Thanks :) As I developer that doesn't bother me too much, though I can imagine that management would be concerned. For larger projects it's appreciated when I can point to a particular fixed standard that I'm following. In addition to the `#define` statement above, my libraries were also compiled with `gcc -std=c99`. I'll move over to a compiler specific area and broach the topic.
Jul 20 2023
parent bachmeier <no spam.net> writes:
On Thursday, 20 July 2023 at 15:45:04 UTC, Chris Piker wrote:
 On Thursday, 20 July 2023 at 06:44:30 UTC, Jonathan M Davis 
 wrote:

 D has nothing equivalent to that. You compile your code with 
 whichever version of dmd (or ldc, gdc, etc.) that you want, 
 and it either compiles or it doesn't.
Thanks :) As I developer that doesn't bother me too much, though I can imagine that management would be concerned.
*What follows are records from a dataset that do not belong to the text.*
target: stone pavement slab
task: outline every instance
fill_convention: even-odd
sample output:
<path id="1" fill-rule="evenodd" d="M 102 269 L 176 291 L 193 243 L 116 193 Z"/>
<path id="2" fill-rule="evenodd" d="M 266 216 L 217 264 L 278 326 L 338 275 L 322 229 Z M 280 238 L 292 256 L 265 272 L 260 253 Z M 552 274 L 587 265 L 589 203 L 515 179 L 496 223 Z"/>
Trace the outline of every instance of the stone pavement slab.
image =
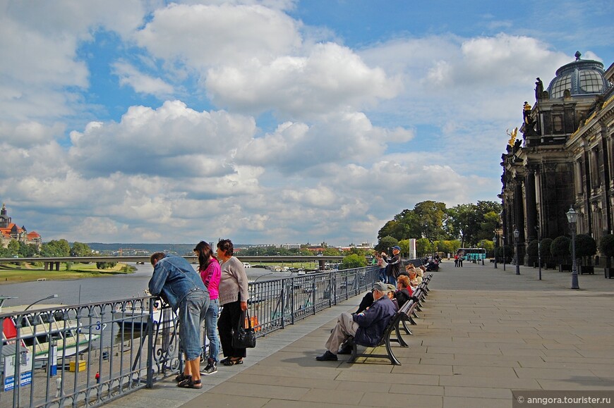
<path id="1" fill-rule="evenodd" d="M 614 280 L 603 274 L 444 262 L 402 362 L 347 356 L 316 361 L 341 311 L 359 298 L 259 338 L 242 366 L 203 377 L 202 390 L 172 378 L 113 407 L 512 407 L 512 390 L 612 390 Z M 378 350 L 381 352 L 381 350 Z M 362 362 L 361 362 L 362 361 Z"/>

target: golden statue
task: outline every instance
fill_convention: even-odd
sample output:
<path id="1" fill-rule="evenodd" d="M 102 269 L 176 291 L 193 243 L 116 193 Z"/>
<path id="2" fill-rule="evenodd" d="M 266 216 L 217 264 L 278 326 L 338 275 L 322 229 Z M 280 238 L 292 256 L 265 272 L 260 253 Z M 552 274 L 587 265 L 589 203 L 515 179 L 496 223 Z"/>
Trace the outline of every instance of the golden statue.
<path id="1" fill-rule="evenodd" d="M 514 128 L 514 130 L 511 132 L 510 132 L 510 129 L 505 132 L 507 133 L 507 135 L 510 136 L 510 141 L 507 142 L 507 144 L 510 146 L 514 146 L 514 142 L 516 141 L 516 135 L 518 134 L 518 128 Z"/>

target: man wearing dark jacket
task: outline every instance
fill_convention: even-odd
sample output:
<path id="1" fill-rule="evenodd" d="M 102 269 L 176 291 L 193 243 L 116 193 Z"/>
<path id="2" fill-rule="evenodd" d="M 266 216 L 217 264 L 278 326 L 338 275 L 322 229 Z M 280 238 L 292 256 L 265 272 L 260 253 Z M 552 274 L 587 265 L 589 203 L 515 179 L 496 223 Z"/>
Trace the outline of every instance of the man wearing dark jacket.
<path id="1" fill-rule="evenodd" d="M 387 293 L 387 285 L 378 282 L 373 286 L 373 304 L 367 310 L 351 314 L 344 312 L 337 321 L 330 337 L 326 342 L 326 352 L 318 356 L 319 361 L 337 361 L 339 347 L 349 336 L 354 336 L 356 343 L 367 347 L 378 344 L 390 319 L 397 313 L 395 304 Z"/>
For larger projects it's appreciated when I can point to a particular fixed standard that I'm following. In addition to the `#define` statement above, my libraries were also compiled with `gcc -std=c99`. I'll move over to a compiler specific area and broach the topic.
This is one of the arguments for a LTS release. If you know you can compile your code for, say, the next four years, including dependencies, it's not likely to be a problem. If there's a new compiler released eight times a year, there's no hope for that kind of stability, particularly when there are any dependencies.